Comment démarrez-vous ce reportage ?

Je vais trouver sa famille, à la frontière mexicaine. Sa mère, ses sœurs, ses enfants… En une heure sur place, j’entends que Melissa est non violente, que Mariah, qui avait un pied bot, est tombée dans les escaliers deux jours avant sa mort, que le procureur au procès a, depuis, été condamné pour extorsion et que l’avocat commis d’office a rejoint le bureau du procureur. Le soir, je vérifie tout ça : effectivement, c’est vrai.

Le lendemain, vous avez votre première interview d’une heure avec Melissa, au parloir de la prison. Quelle impression vous fait-elle ?

Tout mon corps me dit «Cette femme n’est pas une meurtrière». C’est une claque. Je sors de là, j’appelle son avocate, elle aussi persuadée de son innocence. Elle me dit : «Si vous voulez faire quelque chose, c’est maintenant.
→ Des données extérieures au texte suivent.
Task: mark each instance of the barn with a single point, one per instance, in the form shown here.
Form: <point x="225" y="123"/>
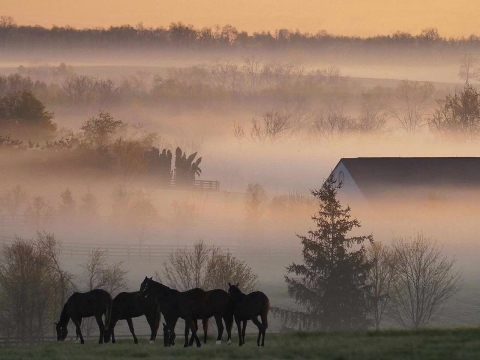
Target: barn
<point x="372" y="179"/>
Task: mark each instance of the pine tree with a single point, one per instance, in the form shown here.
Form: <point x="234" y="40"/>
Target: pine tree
<point x="332" y="282"/>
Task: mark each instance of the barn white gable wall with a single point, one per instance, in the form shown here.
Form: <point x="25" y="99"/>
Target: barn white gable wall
<point x="349" y="193"/>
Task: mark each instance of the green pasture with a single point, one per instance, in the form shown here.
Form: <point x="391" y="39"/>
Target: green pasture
<point x="391" y="345"/>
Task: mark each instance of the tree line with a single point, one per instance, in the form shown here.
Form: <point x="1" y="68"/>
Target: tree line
<point x="347" y="283"/>
<point x="34" y="284"/>
<point x="180" y="35"/>
<point x="103" y="143"/>
<point x="318" y="107"/>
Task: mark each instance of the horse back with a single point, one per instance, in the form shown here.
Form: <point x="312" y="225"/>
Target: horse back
<point x="254" y="304"/>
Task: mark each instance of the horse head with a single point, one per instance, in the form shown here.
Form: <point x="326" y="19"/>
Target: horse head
<point x="234" y="291"/>
<point x="144" y="287"/>
<point x="168" y="336"/>
<point x="62" y="331"/>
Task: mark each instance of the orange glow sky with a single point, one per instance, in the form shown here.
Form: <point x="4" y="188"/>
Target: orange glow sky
<point x="347" y="17"/>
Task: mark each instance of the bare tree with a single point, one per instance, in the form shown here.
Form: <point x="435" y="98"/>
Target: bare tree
<point x="185" y="269"/>
<point x="380" y="278"/>
<point x="39" y="212"/>
<point x="424" y="280"/>
<point x="467" y="69"/>
<point x="207" y="267"/>
<point x="13" y="200"/>
<point x="31" y="280"/>
<point x="223" y="267"/>
<point x="458" y="115"/>
<point x="413" y="97"/>
<point x="142" y="215"/>
<point x="335" y="124"/>
<point x="98" y="274"/>
<point x="255" y="200"/>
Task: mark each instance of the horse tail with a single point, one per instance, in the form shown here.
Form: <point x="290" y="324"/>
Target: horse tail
<point x="108" y="313"/>
<point x="265" y="313"/>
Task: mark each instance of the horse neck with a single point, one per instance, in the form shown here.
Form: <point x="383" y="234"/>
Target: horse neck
<point x="240" y="297"/>
<point x="64" y="316"/>
<point x="161" y="289"/>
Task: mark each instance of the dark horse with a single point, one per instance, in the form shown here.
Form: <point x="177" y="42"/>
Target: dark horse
<point x="81" y="305"/>
<point x="130" y="304"/>
<point x="250" y="307"/>
<point x="217" y="296"/>
<point x="189" y="305"/>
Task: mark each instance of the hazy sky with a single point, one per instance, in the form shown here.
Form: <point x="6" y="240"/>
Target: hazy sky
<point x="349" y="17"/>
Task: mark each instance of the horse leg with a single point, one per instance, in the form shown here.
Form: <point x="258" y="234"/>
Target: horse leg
<point x="243" y="330"/>
<point x="205" y="330"/>
<point x="192" y="322"/>
<point x="101" y="327"/>
<point x="78" y="323"/>
<point x="130" y="326"/>
<point x="228" y="324"/>
<point x="218" y="320"/>
<point x="260" y="329"/>
<point x="113" y="336"/>
<point x="238" y="321"/>
<point x="153" y="328"/>
<point x="158" y="317"/>
<point x="187" y="329"/>
<point x="113" y="322"/>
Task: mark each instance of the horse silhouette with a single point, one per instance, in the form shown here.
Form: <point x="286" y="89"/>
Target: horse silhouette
<point x="81" y="305"/>
<point x="128" y="305"/>
<point x="190" y="305"/>
<point x="249" y="307"/>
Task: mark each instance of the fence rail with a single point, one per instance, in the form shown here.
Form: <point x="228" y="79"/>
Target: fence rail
<point x="14" y="341"/>
<point x="156" y="251"/>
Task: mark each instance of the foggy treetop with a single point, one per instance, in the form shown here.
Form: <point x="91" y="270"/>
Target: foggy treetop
<point x="180" y="35"/>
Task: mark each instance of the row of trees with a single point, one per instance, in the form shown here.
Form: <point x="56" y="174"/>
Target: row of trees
<point x="34" y="285"/>
<point x="217" y="82"/>
<point x="319" y="106"/>
<point x="181" y="35"/>
<point x="353" y="283"/>
<point x="103" y="143"/>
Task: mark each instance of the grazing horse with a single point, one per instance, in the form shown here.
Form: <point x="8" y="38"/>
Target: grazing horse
<point x="249" y="307"/>
<point x="190" y="305"/>
<point x="81" y="305"/>
<point x="127" y="305"/>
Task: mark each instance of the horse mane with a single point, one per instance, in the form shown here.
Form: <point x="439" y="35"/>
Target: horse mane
<point x="162" y="287"/>
<point x="64" y="316"/>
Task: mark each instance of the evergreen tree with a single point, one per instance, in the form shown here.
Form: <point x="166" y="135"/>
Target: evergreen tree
<point x="332" y="282"/>
<point x="67" y="207"/>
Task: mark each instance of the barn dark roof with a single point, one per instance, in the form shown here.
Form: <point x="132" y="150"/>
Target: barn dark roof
<point x="377" y="174"/>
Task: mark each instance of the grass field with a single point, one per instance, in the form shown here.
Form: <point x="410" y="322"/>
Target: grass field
<point x="428" y="344"/>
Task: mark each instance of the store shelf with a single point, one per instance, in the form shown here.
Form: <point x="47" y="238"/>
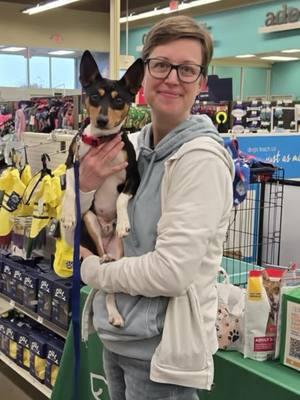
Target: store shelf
<point x="26" y="375"/>
<point x="54" y="328"/>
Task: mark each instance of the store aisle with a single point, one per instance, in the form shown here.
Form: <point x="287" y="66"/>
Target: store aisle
<point x="14" y="387"/>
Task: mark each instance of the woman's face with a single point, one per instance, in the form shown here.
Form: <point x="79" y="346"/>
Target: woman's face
<point x="169" y="97"/>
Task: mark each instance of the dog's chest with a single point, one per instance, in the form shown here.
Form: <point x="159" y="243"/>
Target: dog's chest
<point x="106" y="196"/>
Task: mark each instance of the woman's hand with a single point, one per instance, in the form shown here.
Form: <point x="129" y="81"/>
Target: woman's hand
<point x="84" y="252"/>
<point x="96" y="165"/>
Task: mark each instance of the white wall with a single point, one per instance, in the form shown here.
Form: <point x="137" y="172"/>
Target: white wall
<point x="78" y="29"/>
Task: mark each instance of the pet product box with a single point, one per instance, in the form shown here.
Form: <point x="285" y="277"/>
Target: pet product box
<point x="38" y="353"/>
<point x="3" y="255"/>
<point x="11" y="340"/>
<point x="290" y="329"/>
<point x="54" y="355"/>
<point x="17" y="283"/>
<point x="3" y="338"/>
<point x="45" y="294"/>
<point x="7" y="275"/>
<point x="23" y="347"/>
<point x="61" y="302"/>
<point x="31" y="286"/>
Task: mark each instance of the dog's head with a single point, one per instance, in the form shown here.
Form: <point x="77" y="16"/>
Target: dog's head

D’ici un an, elle sera exécutée.» Elle m’envoie tout le dossier, et je passe trois mois à tout lire, 10 000 pages. Et je suis consternée.

Votre film montre un procès uniquement à charge…

Melissa a été jugée en quatre jours ! On montre aux jurés la vidéo de son interrogatoire, mais pas les sept heures où les policiers lui extorquent des aveux, juste le moment où, vers 4 heures du matin, dans un état second, elle admet avoir fessé sa fille. Un médecin légiste vient dire aux jurés que les photos de la petite révèlent «les pires maltraitances de sa carrière», alors que ces hématomes, un expert l’explique dans mon film, sont les conséquences du traumatisme crânien de Mariah, provoqué par sa chute dans l’escalier. Chute dont personne ne parle, surtout pas son avocat, alors que deux enfants en sont témoins.

Mariah serait en fait morte des suites d’un traumatisme crânien, non décelé et non pris en charge ?

C’est ma conviction. Melissa était très, très pauvre. Pour vous donner une idée, à l’époque, elle est déjà mère de douze enfants et a toujours accouché chez elle. L’hôpital n’était pas une option pour elle, ni pour ses enfants. Après la chute de Mariah, elle a remarqué des symptômes : somnolence, vomissements… Mais elle ne sait pas ce qu’est un traumatisme crânien, elle donne du Seven Up à Mariah, car c’est un remède de fortune hispanique.

Son exécution a été fixée au 27 avril prochain. Quelles sont les chances qu’elle soit graciée ?

Elle est dans les mains d’Innocence Project, à qui j’ai donné tous mes rushes. Elle a les meilleurs avocats, les meilleurs experts, le soutien de 40 évêques et de 100 prêtres évangélistes, un gouverneur qui a besoin du vote latino pour sa réélection… Je veux y croire. Parce que si quelqu’un peut être exécuté avec ce dossier-là, c’est très, très grave.

Vous êtes toujours en contact avec elle ?

Bien sûr, je vais la voir très régulièrement, on s’écrit. Elle compte les jours, elle a très peur. Elle m’a inclus dans la liste des personnes qui assisteront à son exécution. Et je serai avec elle jusqu’au bout.